First, Hawkins needed a way to identify the lung cells. Previous work by Kotton and other CReM scientists demonstrated that mouse stem cells express a gene called Nkx2-1 at the "fate decision"--the moment they turn into lung cells. "That's the first gene that comes on that says, 'I'm a lung cell,'" says Hawkins. Kotton built a reporter gene that glowed green when the stem cells first expressed Nkx2-1, and Hawkins engineered the same gene into human cells. Now, he could easily spot and purify the glowing green lung cells.
Using a flow cytometer, Hawkins and his colleagues separated the green cells out from the mix, then grew them in a matrix. The result: tiny green spheres about half a millimeter across, "a population of pure, early lung cells," says Hawkins. The team calls the tiny spheres "organoids," simplified and miniaturized versions of an organ, containing key types of lung cells. The organoids are tools, and they serve at least two important purposes. First, they allow scientists to study, in detail, a critical juncture in human lung development about which very little is known. "We discovered that many of the genes that control lung development in other species, such as mice, are also expressed in these human cells," says Hawkins.
The organoids serve another purpose, as well: scientists can grow them into more mature, specific cell types--like airway cells or alveolar cells--that are critical for lung function. "Now we can actually start looking at disease," says Hawkins. That's where Katherine McCauley (MED'17), a fifth-year PhD candidate at CReM, enters the picture.
McCauley's interest is cystic fibrosis, a disease caused by mutations in a single gene, CFTR. The mutation causes a person's lungs to produce a thick, viscous mucus that leads to infection, inflammation, and, eventually, lung failure. For many patients, there is no cure.
McCauley, looking at the earliest stages of the disease, wanted to take Hawkins' purified lung cells to the next step and figure out how they became airway cells. Through many painstaking experiments, she zeroed in on a signaling pathway called Wnt, known to be important in mouse lung development. By turning the pathway off, she guided the immature lung cells into becoming airway cells. Then, she grew them into tiny balls of cells, which she called "bronchospheres."
Like Hawkins' organoids, the bronchospheres don't act like a bronchus; they are simply a collection of specific cells. But their specificity makes them exquisitely useful. "We wanted to see if we could use these to study airway diseases," says McCauley. "That's one of the big goals: to engineer these cells from patients and then use them to study those patients' diseases."
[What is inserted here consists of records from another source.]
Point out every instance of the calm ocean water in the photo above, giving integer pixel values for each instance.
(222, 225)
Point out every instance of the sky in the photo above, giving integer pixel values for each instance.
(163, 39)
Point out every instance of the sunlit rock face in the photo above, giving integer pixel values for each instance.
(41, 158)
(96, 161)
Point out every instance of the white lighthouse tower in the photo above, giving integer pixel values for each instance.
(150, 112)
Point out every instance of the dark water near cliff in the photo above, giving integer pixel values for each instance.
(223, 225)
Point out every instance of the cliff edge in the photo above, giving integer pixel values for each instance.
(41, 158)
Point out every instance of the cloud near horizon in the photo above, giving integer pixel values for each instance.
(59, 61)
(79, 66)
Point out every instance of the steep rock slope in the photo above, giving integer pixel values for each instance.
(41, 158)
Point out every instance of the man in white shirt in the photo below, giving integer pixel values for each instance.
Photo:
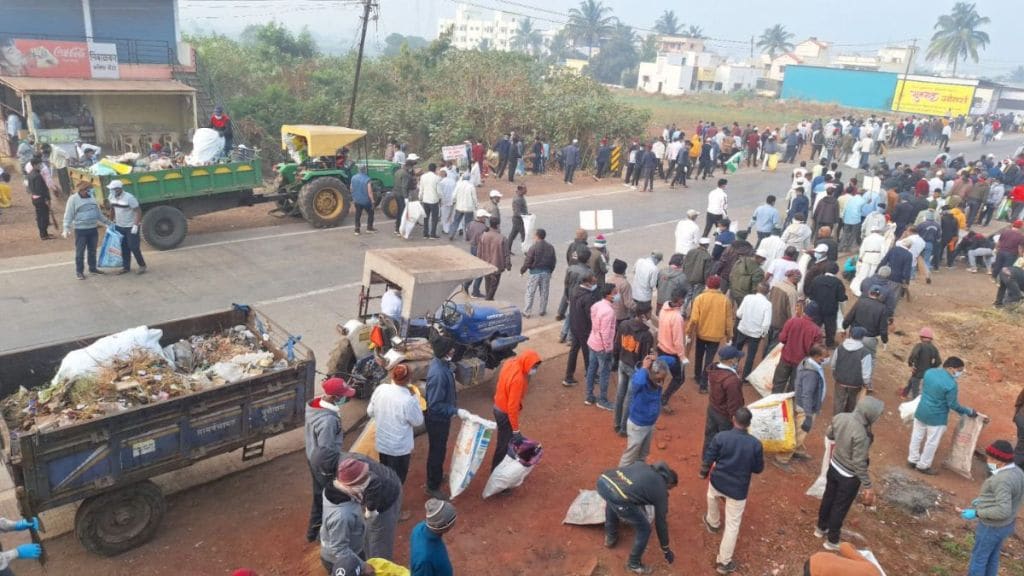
(755, 321)
(431, 199)
(687, 233)
(718, 206)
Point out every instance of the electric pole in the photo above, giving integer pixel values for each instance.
(367, 6)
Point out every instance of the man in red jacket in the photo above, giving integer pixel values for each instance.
(799, 334)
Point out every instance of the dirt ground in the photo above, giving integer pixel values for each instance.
(256, 519)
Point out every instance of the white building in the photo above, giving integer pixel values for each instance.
(473, 28)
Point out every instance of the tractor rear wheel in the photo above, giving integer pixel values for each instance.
(325, 202)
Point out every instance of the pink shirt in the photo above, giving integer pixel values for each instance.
(602, 327)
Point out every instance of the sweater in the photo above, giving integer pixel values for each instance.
(736, 456)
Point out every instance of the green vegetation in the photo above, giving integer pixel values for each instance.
(428, 97)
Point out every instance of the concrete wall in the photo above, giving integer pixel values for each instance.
(855, 88)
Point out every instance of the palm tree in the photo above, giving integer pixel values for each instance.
(527, 38)
(667, 24)
(590, 24)
(774, 40)
(956, 35)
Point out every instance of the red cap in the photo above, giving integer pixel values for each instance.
(336, 386)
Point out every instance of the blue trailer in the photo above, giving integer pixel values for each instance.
(107, 463)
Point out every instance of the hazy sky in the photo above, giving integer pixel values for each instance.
(864, 25)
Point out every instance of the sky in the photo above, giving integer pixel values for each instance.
(862, 26)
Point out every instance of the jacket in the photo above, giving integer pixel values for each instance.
(1000, 497)
(323, 427)
(441, 399)
(712, 317)
(938, 397)
(540, 257)
(923, 358)
(852, 434)
(513, 381)
(726, 394)
(736, 456)
(639, 484)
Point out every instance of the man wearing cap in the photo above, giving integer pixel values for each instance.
(627, 491)
(441, 406)
(726, 393)
(732, 458)
(396, 411)
(687, 233)
(995, 508)
(938, 397)
(871, 314)
(127, 217)
(428, 554)
(324, 430)
(712, 321)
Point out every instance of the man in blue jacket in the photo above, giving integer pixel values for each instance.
(938, 397)
(441, 406)
(735, 455)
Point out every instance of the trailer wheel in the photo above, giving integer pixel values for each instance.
(389, 205)
(325, 202)
(119, 521)
(164, 227)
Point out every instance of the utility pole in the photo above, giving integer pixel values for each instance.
(367, 6)
(906, 71)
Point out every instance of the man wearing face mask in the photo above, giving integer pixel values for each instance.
(512, 383)
(938, 397)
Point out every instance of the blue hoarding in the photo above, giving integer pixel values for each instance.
(854, 88)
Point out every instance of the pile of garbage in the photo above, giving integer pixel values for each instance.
(130, 369)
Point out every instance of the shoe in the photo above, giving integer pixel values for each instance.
(726, 568)
(710, 527)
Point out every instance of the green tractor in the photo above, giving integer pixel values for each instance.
(315, 184)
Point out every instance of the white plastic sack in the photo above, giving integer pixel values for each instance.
(965, 440)
(86, 361)
(907, 409)
(410, 217)
(762, 376)
(470, 448)
(207, 146)
(528, 221)
(817, 489)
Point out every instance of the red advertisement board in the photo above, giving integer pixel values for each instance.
(45, 58)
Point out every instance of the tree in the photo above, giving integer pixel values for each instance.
(775, 39)
(956, 36)
(667, 24)
(590, 24)
(527, 39)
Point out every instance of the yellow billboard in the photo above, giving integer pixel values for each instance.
(933, 98)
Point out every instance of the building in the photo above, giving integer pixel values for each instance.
(102, 71)
(476, 29)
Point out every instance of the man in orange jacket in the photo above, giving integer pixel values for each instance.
(512, 383)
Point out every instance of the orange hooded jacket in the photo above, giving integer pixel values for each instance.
(512, 383)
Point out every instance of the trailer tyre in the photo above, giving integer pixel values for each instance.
(164, 227)
(325, 202)
(121, 520)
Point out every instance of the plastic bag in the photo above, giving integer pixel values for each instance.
(85, 361)
(514, 468)
(470, 448)
(774, 422)
(965, 441)
(817, 489)
(110, 251)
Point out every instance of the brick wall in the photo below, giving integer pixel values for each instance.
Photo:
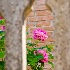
(41, 17)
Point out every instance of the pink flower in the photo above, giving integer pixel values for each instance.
(3, 28)
(45, 55)
(40, 34)
(1, 18)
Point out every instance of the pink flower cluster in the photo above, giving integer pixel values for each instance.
(45, 55)
(0, 17)
(3, 28)
(40, 34)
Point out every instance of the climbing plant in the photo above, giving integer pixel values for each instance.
(36, 57)
(2, 43)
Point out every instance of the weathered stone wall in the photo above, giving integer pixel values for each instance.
(12, 10)
(41, 17)
(61, 13)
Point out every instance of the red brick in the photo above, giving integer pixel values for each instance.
(43, 23)
(43, 13)
(31, 14)
(42, 18)
(42, 7)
As a proof of concept, McCauley obtained two cell lines from a patient with cystic fibrosis, one in which the CFTR mutation that caused the disease had been corrected, and one in which it hadn't, and grew them into bronchospheres. To see if her recipe worked, she ran a test, applying a drug that should cause spheres made of normal, functioning cells to fill with fluid. It worked: the "fixed" bronchospheres began to swell, while the cystic fibrosis spheres didn't react. "The cool part is that we measured this using high-throughput microscopy, and then we calculated the change in area with time," says McCauley, who published these results in Cell Stem Cell and is lead author on the study. "So now we can evaluate CFTR function in a quantitative way."
The next step, says McCauley, is to improve the test, and scale it up, and create similar tests for other lung diseases. "The end goal is to take cells from a patient, and then screen different combinations of drugs," she says. "The idea that we could take a patient's cells and test not twenty, but hundreds or thousands of drugs, and actually understand how the patient was going to respond before we even give them the treatment, is just an incredible idea."